As a PM or a Product Leader, you are privy to a lot of different ideas from your team members on how to develop the product. It’s good that everyone is passionate and they should be encouraged to contribute their ideas because that’s how innovation takes place. But as the Product Manager or Leader, you need to weigh all of this input while keeping the facts in mind. The decisions you make about where to take the product will likely factor in both sources of input – team ideas and basic facts about the product, like business needs, limitations, and other constraints. Your challenge is helping the team circle back to the facts, incorporating them into the discussion as you plot your way forward.

3. Cultivating a company-wide culture

As a Product Manager or Leader, you come into contact with just about every department in your company. You work with everyone who has anything to do with the product, including:

  • Sales
  • Marketing
  • Engineering
  • Design
  • Legal
  • Finance
  • Operations
  • Senior Management

As the glue that binds everything together around the product, you own all the decisions that get made. As a result, you have an enormous influence on how the product gets developed.

Your role may be the glue that binds the development process together but if there’s not a cohesive, company-wide culture to support the process, you will always be facing an uphill battle in trying to build great products. We’ve talked a lot about company culture lately, and this is just one of the many reasons why.

Without a common mindset that encourages innovation and promotes collaboration, one that constantly reminds people to think of the user first, to practice design thinking, there’s no foundation for consistently building great products. Because your role touches so many departments in the company, so many different people with potentially opposing needs, there must be a solid foundation of values upon which you can all base your discussions. There must be a strong company culture. Then, and only then, can you establish a smooth, company-wide process for building great products that users love and which satisfy all the major stakeholders as well.

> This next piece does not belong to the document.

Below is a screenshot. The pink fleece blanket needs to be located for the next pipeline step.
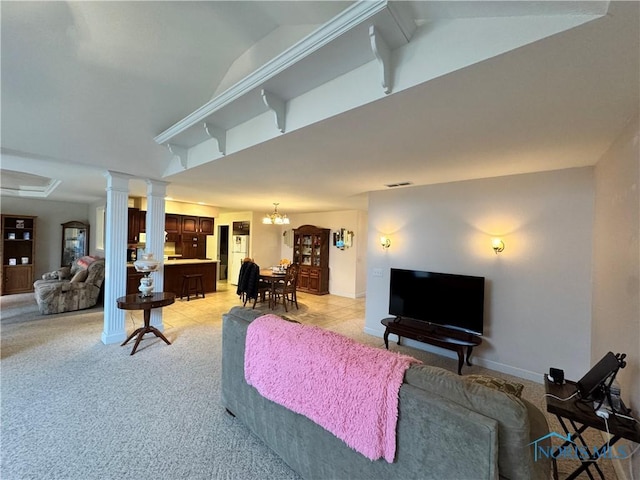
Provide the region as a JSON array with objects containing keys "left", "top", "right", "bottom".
[{"left": 244, "top": 314, "right": 421, "bottom": 462}]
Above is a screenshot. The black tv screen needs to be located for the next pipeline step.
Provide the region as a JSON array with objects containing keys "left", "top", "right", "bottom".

4. Dealing with dependencies

Cross-functional teams rely upon clear communication and a spirit of collaboration, as well as alignment to a common goal. Dependencies are common in the development world, and they describe when different initiatives must be completed in a certain order. For example, making progress on a certain story depends on the completion of another story, which is the responsibility of someone (or group) working in a different area of the team.

Dependencies aren’t set in stone, however, and sometimes there can be misalignment over how the dependencies should work. Your engineering team may push to complete Story B first, while the executive team thinks Story A should be completed first. As the PM, you are a member of both teams, so you should be able to understand both cases, from both the engineering and the executive teams’ perspectives. That’s not easy, and you’ll need to listen carefully to the concerns of both sides in order to make your decisions and deliver the news in an effective, respectful manner.

5. Staying calm amidst rocky market waters

One thing you can expect in the role of PM is change. There will always be new competitors, new sources for product advancements, and of course, new user needs to satisfy. Your job is to accept that there will always be change, and stay flexible enough with an agile mindset to deal with it when it arrives.

Conclusion: Evolving roles, evolving challenges

Product managers play an increasingly critical role in software organizations, especially as the world goes digital and business models change. With an increased focus on the user, the rise of Design Thinking, and the adoption of new software development methodologies, their role is expanding.

Just as it is with any change in life, the expanding role does not come without its challenges. As you’ve just read, those challenges can evolve, too, making the role of the PM or the Product Leader one of the most dynamic positions at a company. It’s also one of the most important roles, and will continue to evolve even further.